In the present invention, Figure 2 is an OM (Optical Microscope) photograph of the gelatin-gum Arabic capsule prepared in Example.

As shown in FIG. 2, it can be confirmed that gelatin-gum arabic capsules with very uniform size and controlled capsule structure and dimensions were manufactured using the method according to the present invention.

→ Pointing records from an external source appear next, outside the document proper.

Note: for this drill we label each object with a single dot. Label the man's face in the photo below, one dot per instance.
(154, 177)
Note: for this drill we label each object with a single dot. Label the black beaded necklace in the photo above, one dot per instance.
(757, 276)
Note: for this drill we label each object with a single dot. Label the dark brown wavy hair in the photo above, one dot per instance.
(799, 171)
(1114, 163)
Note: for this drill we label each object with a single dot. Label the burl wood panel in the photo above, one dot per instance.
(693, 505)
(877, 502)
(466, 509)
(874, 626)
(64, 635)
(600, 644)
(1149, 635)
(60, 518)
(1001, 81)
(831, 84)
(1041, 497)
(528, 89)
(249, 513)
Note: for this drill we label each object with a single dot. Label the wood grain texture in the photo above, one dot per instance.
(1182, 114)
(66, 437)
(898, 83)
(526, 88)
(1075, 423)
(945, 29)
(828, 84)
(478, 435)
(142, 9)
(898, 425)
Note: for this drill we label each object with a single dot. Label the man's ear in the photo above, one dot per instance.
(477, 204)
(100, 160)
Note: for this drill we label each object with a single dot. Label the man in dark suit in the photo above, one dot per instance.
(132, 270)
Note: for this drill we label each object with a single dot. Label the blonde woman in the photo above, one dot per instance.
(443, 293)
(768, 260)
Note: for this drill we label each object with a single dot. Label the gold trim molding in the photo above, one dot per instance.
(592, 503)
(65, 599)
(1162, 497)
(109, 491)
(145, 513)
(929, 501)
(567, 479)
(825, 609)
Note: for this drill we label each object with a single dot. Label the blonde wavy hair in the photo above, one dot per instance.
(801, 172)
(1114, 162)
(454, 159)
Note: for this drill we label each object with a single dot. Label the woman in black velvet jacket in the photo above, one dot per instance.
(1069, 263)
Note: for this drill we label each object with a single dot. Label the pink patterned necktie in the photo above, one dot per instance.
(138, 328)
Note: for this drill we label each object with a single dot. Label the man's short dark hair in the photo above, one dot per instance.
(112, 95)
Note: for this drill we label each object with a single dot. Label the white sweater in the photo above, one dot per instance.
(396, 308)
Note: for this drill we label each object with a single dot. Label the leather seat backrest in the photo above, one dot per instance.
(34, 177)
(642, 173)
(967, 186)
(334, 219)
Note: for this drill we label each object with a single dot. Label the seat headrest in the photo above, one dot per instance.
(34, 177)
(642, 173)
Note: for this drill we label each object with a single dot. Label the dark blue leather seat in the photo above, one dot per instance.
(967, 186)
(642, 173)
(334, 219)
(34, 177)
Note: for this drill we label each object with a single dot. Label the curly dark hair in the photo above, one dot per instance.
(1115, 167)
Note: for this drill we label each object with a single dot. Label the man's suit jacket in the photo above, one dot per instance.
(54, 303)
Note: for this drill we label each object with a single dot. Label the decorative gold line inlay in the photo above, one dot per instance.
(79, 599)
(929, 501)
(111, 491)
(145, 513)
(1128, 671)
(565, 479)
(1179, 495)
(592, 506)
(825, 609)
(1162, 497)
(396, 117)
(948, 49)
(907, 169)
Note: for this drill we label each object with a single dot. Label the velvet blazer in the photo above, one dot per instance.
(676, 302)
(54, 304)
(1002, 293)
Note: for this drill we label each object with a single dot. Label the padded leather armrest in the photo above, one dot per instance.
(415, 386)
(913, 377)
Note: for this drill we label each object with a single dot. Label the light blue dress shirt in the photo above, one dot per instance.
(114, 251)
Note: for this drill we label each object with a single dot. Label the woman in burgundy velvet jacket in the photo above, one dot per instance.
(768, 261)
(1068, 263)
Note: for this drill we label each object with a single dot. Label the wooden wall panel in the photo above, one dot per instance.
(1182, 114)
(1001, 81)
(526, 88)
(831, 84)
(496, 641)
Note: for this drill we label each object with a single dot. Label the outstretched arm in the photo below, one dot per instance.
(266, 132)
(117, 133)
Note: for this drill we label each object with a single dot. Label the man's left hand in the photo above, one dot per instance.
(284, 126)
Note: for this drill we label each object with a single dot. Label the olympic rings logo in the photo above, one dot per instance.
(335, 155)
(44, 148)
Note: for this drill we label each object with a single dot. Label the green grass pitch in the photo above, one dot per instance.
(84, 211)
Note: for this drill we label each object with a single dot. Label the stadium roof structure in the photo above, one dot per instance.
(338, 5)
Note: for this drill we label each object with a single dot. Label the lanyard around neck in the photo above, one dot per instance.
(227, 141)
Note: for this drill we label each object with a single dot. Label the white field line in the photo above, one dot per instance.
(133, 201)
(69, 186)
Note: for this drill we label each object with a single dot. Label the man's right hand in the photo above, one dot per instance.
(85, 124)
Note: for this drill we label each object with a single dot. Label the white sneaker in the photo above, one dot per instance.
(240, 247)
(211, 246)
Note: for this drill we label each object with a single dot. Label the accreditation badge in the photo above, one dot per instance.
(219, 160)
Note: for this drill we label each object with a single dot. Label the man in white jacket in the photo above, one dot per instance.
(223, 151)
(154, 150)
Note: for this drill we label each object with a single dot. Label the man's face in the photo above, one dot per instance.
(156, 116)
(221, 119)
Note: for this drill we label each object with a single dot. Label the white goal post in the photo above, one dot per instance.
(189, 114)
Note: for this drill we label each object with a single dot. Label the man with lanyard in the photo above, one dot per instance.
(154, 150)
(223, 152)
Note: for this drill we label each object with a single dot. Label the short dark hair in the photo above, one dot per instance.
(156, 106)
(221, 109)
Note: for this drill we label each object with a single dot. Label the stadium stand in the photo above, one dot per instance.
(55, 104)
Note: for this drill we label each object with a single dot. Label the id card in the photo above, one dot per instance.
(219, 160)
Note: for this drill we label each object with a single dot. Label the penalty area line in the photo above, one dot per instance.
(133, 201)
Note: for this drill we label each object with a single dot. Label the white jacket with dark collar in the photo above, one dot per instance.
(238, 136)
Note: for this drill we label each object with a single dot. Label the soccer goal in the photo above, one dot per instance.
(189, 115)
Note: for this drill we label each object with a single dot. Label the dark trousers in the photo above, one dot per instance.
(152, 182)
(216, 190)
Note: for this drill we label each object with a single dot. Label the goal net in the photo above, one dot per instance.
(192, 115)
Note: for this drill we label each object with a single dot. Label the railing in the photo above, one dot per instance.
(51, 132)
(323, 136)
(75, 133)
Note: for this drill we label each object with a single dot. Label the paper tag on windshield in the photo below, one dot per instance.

In addition, as a result of particle size analysis, the coefficient of variation was measured to be less than 5%.

Claims (11)

Using a microfluidic device with three channels, an oil-in-water-in-oil double emulsion containing fat-soluble active substances as the inner oil phase, gelatin and gum arabic as the middle water phase, and a pH adjuster and liquid oil as the outer oil phase. -in-water-in-oil double emulsions; OWO emulsions);
Crosslinking the water phase by reacting the oil-in-water double emulsion with a crosslinking agent; and
washing with a solvent to obtain gelatin-gum arabic capsules;
The oil-in-water-in-oil double emulsion is prepared by injecting the inner oil phase solution, the middle aqueous phase solution, and the outer oil phase solution into the microfluidic device through the inner oil phase channel, the middle aqueous phase channel, and the outer oil phase channel, respectively,
The injection rate of the inner flow channel is 0.005 to 0.1 mL/min,
The injection rate of the middle aqueous channel is 0.01 to 0.5 mL/min,
Method for producing gelatin-gum arabic capsules wherein the injection rate of the outer oily channel is 0.05 to 5 mL.
According to claim 1,
A method for producing a gelatin-gum arabic capsule wherein the fat-soluble active material is one or more selected from the group consisting of oils, waxes, butters, hydrocarbons, higher fatty acid esters, fatty acids, and higher fatty acid alcohols.
According to claim 1,
A method for producing a gelatin-gum arabic capsule wherein the pH adjuster is at least one selected from the group consisting of acetic acid and sodium hydroxide (NaOH).
According to claim 1,
The liquid oil is one or more selected from the group consisting of mineral oil, thyme oil, Houttuynia cordata oil, camellia oil, linseed oil and squalene oil. Method for producing a gelatin-gum arabic capsule.
According to claim 1,
A method for producing a gelatin-gum arabic capsule in which the outer oil phase further contains a fat-soluble surfactant.
According to claim 1,
The injection rate of the inner flow channel is 0.005 to 0.01 mL/min,
The injection rate of the middle aqueous channel is 0.1 to 0.5 mL/min,
Method for producing gelatin-gum arabic capsules wherein the injection rate of the outer oil channel is 0.7 to 1 mL.
According to claim 6,
The concentration of gelatin and gum arabic in the middle aqueous solution is each 5 to 20% by weight,
Method for manufacturing gelatin-gum arabic capsules injected into a microfluidic device through a middle aqueous channel at 20 to 60°C.
According to claim 1,
Method for producing gelatin-gum arabic capsules wherein the pH of the oil-in-water-in-oil double emulsion is 4 to 5.
According to claim 1,
A method for producing a gelatin-gum arabic capsule, wherein the crosslinking agent is at least one selected from the group consisting of glutaraldehyde, formalin, transglutaminase, tannic acid, and alum.
According to claim 1,
A method for producing gelatin-gum arabic capsules in which the solvent in the washing step is distilled water, and the capsules are filtered through a sieve using a flowing solvent.
A gelatin-gum arabic capsule produced by the method for producing a gelatin-gum arabic capsule according to claim 1.